Niente Beatles, dunque: e allora a chi l’onore? Si aprì il dibattito: i più giovani del team tifavano per No Woman No Cry di Bob Marley, qualcuno buttò lì il nome di Bob Dylan, ma alla fine la decisione fu presa da Carl Sagan in persona, che scelse un suo vecchio pallino di gioventù: Johnny B. Goode di Chuck Berry. La musica composta nei diciannove anni che separano il 1958, anno di uscita di Johnny B. Goode, dal 1977, anno di realizzazione della playlist per gli alieni, non fu affatto presa in considerazione, ed è un peccato, perché almeno l’avvento della musica elettronica meritava di essere trasmesso ai nostri amici extraterrestri. Non pretendiamo Stockhausen o Berio, ma magari i Kraftwerk, o anche solo la disco music di Giorgio Moroder.
Sarebbe tuttavia ingeneroso contestare le scelte dei compilatori, che si trovarono a dover agire in sole sei settimane e in condizioni spesso difficili: impossibile racchiudere in un’ora e mezza l’enorme varietà di musiche, ma anche di suoni, rumori, immagini e lingue del mondo. Perché nel disco d’oro, non tutti lo sanno, oltre alla musica sono presenti anche fotografie e audiomessaggi in 55 lingue (3 delle quali estinte), oltre a un curioso montaggio sonoro in cui dai terremoti della preistoria si arriva al lancio di veicoli spaziali, raccontando così la storia sonora della Terra in senso evoluzionistico.
Per Sagan, comunque, lo scopo principale era provare a comunicare con gli extraterrestri grazie alla musica, un’idea che in quello stesso 1977 si era vista nel film Incontri ravvicinati del terzo tipo di Steven Spielberg. Nel film gli alieni rispondevano a tono e in una gag del famoso programma televisivo Saturday Night Live, Steve Martin pensò bene di dire a voce alta quello che pensavano tutti e mostrò una finta copertina del Time contenente il messaggio di risposta degli alieni al Golden Record. Quattro semplici parole: “Send More Chuck Berry”.

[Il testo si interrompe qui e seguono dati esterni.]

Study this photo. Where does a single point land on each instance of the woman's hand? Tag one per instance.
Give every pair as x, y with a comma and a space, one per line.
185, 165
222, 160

La storia del Golden Record, apparentemente riservata agli specialisti, è in realtà ricca di spunti romanzeschi. Un esempio? Nella squadra di lavoro di Sagan c’erano anche sua moglie Linda e una coppia di fidanzati, il giornalista di Rolling Stone Tim Ferris e la scrittrice Ann Druyan. In quelle sei convulse settimane le due coppie scoppiarono e Sagan finì per abbandonare la moglie e fidanzarsi con Ann Druyan (per poi sposarla e restare con lei fino alla fine dei suoi giorni, nel 1996).